Three sentences hits the sweet spot for most release videos. One sentence on what it is, one on what it does, one on who it's for. If you can't compress your launch to three sentences, you may not be ready to ship the video yet.
Name the audience, even if you think it's obvious
"For PMMs at B2B SaaS companies" is a different video than "for marketing teams" which is a different video than no audience mentioned at all. The planner adjusts scene tone, on-screen copy, and even the suggested voice when you give it a who.
If the audience is two segments, say so. "For PMMs and demand gen leaders at B2B companies." The planner can hold both in mind. It cannot infer them.
Skip the hype words
Words the planner will quietly downweight: revolutionary, game-changing, powerful, seamless, robust, unparalleled, next-generation. Not because they're wrong, but because they don't tell the system anything about your product that helps it pick scenes.
Words the planner will hold onto: numbers, specific feature names, integration names, exact verbs ("export to PDF" not "share output"). Concrete language gives the scene composer something to put on screen.
Tell it the format you want
The brief is also where you can nudge structure:
- "Open with a problem, end with a CTA to the docs."
- "Demo-heavy, less talk."
- "Internal kickoff video, save the polish."
These hints get respected. The planner doesn't have to guess whether this is an outbound LinkedIn post or a Tuesday Slack drop.
A working template
If you want a starting point, this is the one most of our better outputs come from:
"We're shipping [name], a [category] that lets [audience] [primary action]. It [secondary benefit or differentiator]. Use it for [primary use case]."
Fill in the five blanks. Hit "Generate". Edit the result, don't write it. The point of using Pitvi is that the second draft is your first action, not the fifth.
What to do with the result
Three things to look at on the first render:
- Does the first scene name your product within the first 3 seconds?

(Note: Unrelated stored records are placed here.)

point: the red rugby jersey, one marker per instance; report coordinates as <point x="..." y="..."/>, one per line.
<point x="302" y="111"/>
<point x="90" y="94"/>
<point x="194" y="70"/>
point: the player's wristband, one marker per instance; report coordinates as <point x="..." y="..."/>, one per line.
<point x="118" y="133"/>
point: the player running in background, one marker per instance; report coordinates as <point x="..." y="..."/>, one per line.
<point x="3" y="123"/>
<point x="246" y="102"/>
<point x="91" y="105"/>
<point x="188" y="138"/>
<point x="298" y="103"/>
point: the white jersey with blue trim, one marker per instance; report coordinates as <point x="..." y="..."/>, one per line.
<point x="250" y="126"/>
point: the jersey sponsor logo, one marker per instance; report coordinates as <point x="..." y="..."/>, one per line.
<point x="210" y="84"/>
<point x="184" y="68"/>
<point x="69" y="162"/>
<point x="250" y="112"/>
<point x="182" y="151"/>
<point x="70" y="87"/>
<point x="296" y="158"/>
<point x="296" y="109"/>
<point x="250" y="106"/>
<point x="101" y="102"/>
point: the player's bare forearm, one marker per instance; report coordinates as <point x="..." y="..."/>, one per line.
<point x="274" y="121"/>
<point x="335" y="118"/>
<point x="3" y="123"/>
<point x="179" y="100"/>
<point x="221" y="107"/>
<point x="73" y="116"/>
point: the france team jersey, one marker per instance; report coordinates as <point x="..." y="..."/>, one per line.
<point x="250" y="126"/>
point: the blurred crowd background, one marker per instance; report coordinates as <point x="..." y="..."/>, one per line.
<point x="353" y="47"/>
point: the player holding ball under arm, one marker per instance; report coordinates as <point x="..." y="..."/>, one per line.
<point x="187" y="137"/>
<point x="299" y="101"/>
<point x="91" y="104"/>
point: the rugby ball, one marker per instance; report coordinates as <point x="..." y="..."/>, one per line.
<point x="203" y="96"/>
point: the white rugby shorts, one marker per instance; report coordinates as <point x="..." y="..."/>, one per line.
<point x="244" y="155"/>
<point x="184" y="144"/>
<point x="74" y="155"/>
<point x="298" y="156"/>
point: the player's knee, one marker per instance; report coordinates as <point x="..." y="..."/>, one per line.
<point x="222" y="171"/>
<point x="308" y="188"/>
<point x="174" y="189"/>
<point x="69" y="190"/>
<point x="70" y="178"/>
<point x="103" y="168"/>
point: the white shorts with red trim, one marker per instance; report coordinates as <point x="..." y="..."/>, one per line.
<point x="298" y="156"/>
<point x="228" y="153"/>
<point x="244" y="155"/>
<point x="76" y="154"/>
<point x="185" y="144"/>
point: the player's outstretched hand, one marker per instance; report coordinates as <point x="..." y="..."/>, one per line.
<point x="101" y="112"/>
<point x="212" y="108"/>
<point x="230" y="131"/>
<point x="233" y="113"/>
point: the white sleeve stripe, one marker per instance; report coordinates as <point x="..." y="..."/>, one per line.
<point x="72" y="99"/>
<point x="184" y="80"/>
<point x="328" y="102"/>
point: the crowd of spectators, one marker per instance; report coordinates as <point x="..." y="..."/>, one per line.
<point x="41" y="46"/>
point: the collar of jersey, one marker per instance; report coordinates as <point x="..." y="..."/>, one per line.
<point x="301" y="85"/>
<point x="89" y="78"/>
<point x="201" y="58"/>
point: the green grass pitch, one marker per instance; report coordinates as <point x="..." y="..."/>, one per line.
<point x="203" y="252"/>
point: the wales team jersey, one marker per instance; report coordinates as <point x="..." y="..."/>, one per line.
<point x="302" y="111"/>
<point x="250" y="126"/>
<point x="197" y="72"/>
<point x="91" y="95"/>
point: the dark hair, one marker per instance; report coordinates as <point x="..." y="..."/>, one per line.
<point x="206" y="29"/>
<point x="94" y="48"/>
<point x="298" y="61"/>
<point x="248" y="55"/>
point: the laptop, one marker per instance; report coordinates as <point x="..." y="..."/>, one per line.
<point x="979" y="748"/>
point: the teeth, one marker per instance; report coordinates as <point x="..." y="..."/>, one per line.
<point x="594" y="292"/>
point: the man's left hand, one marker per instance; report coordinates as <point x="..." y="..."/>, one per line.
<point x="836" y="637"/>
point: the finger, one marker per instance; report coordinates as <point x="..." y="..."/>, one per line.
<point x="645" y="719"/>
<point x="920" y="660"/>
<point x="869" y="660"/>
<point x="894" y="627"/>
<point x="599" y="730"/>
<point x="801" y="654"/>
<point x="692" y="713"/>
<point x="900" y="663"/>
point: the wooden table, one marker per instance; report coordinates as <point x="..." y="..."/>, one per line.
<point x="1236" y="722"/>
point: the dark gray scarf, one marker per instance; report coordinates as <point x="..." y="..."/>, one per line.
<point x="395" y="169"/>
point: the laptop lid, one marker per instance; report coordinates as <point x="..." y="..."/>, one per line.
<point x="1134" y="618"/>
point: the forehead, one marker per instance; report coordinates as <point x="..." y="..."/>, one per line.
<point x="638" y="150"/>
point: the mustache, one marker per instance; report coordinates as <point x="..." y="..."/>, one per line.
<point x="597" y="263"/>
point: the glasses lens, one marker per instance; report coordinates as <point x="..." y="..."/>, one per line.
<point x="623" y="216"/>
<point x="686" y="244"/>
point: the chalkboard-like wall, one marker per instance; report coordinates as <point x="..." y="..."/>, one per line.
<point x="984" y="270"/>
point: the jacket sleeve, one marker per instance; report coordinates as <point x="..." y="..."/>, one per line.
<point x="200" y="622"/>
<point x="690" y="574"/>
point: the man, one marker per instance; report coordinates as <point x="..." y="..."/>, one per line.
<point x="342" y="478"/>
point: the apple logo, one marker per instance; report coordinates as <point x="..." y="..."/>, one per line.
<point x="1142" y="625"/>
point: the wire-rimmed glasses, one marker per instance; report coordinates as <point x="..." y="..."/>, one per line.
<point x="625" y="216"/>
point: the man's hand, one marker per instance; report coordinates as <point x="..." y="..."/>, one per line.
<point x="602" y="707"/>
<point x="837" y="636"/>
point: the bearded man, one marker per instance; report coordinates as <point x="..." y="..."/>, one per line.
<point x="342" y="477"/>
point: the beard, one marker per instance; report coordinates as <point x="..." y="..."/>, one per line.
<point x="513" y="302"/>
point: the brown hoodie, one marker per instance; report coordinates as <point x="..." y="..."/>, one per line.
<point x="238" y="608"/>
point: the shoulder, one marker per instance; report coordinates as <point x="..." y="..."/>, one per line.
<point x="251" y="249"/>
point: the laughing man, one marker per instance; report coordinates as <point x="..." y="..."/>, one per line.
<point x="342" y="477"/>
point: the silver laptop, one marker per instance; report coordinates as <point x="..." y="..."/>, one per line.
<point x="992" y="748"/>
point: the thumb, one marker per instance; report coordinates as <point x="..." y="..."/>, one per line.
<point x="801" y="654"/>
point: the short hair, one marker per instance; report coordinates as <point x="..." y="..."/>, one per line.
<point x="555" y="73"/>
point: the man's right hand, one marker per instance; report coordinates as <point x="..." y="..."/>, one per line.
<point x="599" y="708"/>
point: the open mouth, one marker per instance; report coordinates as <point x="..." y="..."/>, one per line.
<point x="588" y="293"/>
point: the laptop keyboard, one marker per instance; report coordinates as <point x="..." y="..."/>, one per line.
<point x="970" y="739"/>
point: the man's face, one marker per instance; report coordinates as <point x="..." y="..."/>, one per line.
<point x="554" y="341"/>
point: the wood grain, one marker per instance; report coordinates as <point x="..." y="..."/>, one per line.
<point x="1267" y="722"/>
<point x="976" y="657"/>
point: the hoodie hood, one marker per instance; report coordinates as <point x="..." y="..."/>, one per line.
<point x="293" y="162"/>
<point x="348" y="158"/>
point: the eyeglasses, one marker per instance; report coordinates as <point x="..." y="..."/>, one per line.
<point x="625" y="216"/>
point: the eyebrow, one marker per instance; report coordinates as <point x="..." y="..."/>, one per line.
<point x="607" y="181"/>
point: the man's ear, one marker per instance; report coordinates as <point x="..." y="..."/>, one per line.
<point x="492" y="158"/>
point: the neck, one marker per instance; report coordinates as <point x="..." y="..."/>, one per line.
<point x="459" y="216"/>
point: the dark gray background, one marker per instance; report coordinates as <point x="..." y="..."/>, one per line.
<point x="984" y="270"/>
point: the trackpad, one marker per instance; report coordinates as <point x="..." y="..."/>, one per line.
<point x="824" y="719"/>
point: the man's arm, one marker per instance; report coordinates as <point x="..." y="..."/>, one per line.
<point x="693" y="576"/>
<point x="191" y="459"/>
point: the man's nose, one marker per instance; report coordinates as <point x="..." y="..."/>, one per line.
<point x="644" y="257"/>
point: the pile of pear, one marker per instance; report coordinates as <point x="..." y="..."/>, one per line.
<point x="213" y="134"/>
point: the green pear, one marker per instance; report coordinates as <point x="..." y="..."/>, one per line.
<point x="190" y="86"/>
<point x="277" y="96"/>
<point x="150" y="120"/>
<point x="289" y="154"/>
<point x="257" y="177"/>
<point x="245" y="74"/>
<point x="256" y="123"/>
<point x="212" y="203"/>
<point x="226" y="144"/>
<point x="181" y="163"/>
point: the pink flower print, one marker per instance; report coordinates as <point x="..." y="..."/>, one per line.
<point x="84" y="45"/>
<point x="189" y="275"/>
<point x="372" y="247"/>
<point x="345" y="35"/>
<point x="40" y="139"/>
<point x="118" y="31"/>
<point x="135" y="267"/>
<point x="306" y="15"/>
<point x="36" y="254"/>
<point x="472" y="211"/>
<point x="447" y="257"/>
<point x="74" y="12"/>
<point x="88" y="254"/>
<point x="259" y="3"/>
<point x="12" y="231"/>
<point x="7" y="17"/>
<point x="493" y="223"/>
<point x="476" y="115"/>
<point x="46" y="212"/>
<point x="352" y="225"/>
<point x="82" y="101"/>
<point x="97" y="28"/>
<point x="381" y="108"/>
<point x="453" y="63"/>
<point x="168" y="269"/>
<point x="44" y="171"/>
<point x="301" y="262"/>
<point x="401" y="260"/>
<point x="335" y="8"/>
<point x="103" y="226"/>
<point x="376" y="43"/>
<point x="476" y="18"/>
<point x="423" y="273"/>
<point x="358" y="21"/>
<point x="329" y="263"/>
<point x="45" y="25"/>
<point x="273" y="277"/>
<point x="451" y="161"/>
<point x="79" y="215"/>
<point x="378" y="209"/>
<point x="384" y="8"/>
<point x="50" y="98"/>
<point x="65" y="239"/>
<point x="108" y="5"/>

If not, edit scene 1 or strengthen the noun in your brief.
- Does the middle have a demo beat? If not, add a sentence to your brief that describes what users will see when they use it.
- Does the closing scene give a next step? "Try it free" is fine. "Read the docs" is fine. "Watch the full webinar" is fine. Just have one.
Most edits after that are taste, not correctness. The planner gave you a video. Your job is to make it yours.